Definition k-algebra: Let $K$ be a field, and let $A$ be a vector space over $K$ equipped with an additional binary operation from $A \times A$ to $A$, denoted here by $·$ (that is, if $x $ and $y$ are any two elements of $A$, then $x · y$ is an element of $A$ that is called the product of $x$ and $y$). Then $A$ is an algebra over $K$ if the following identities hold for all elements $x, y, z \in A$ , and all elements (often called scalars) $a$ and $b$ in $K$:
Right distributivity: $(x + y) · z = x · z + y · z$ Left distributivity: $z · (x + y) = z · x + z · y$ Compatibility with scalars: $(ax) · (by) = (ab) (x · y)$. An algebra over K is sometimes also called a K-algebra.
I try calculate it. Let $f,g,h \in k[x_1,...,x_n]$ have the same restriction then we have $(f+ g) · h $ and $(f+g)-h \in I(Y)$. But I don't know how can I calculate it.
We don't need the special case of $k[x_1,\dots,x_n]/I(Y)$ here.
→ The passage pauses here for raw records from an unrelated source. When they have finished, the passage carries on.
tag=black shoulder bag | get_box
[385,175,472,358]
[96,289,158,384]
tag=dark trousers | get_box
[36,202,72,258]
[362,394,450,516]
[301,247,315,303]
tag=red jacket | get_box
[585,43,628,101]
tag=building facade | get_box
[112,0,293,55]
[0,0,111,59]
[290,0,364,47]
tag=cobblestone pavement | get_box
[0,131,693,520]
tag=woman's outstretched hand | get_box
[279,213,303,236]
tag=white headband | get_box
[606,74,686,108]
It's a more general fact that if $A$ is a $k$-algebra and $A/I$ a quotient ring of $A$, then $A/I$ is a $k$-algebra as well, where the multiplication by elements $\lambda\in k$ is simply defined as $\lambda\cdot \bar a:=\overline{\lambda\cdot a}$, where $\bar a$ is the equivalence class of $a$ in $A/I$.
Firstly, this multiplication is well-defined, since if $a,b$ are in the same equivalence class in $A/I$ that means there exists $x\in I$ such that $a=b+x$, but then $\lambda a=\lambda(b+x)=\lambda b+\lambda x$, and since $I$ is an ideal, $\lambda x\in I$ and thus $\lambda a$ is in the same equivalence class as $\lambda b$, so this multiplication does not depend on the representative of $\bar a$.
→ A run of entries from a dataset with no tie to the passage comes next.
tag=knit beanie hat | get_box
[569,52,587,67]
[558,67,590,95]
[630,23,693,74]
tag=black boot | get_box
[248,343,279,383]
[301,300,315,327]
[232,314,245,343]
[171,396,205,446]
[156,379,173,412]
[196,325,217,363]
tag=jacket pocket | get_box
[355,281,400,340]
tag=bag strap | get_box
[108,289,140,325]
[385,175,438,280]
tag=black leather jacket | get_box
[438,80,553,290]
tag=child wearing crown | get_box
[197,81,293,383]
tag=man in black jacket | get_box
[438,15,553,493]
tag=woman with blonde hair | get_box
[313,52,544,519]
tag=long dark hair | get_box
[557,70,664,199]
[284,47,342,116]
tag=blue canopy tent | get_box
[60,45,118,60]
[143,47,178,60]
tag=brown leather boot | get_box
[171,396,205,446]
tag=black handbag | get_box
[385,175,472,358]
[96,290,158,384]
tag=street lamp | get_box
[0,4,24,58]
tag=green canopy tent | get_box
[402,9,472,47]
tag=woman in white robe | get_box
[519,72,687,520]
And then we can check the axioms like this (using $\overline{a+b}=\bar a+\bar b,~\overline{ab}=\bar a\bar b$ and the fact that multiplication $\lambda a$ for $\lambda\in k,a\in A$ already fulfills the axioms):
Right distributivity: $$(\lambda+\mu)\cdot \bar a=\overline{(\lambda+\mu)a}=\overline{\lambda a+\mu a}=\overline{\lambda a}+\overline{\mu a}=\lambda\bar a+\mu\bar a$$
Left distributivity: $$\lambda(\bar a+\bar b)=\lambda\overline{(a+b)}=\overline{\lambda(a+b)}=\overline{\lambda a+\lambda b}=\overline{\lambda a}+\overline{\lambda b}=\lambda\bar a+\lambda\bar b$$
Scalar compatibility: $$(\lambda \bar a)(\mu \bar b)=\overline{\lambda a}\cdot\overline{\mu b}=\overline{(\lambda a)(\mu b)}=\overline{(\lambda\mu)(ab)}=\lambda\mu\overline{ab}=\lambda\mu\bar a\bar b$$
(A quicker, but more abstract way to see this is that the definition above boils down to $k\cdot\bar a$ being defined via the ring homomorphism $k\longrightarrow A\longrightarrow A/I$, where the first arrow is the ring homomorphism defining multiplication by $k$ in $A$ and the second arrow is just the quotient map)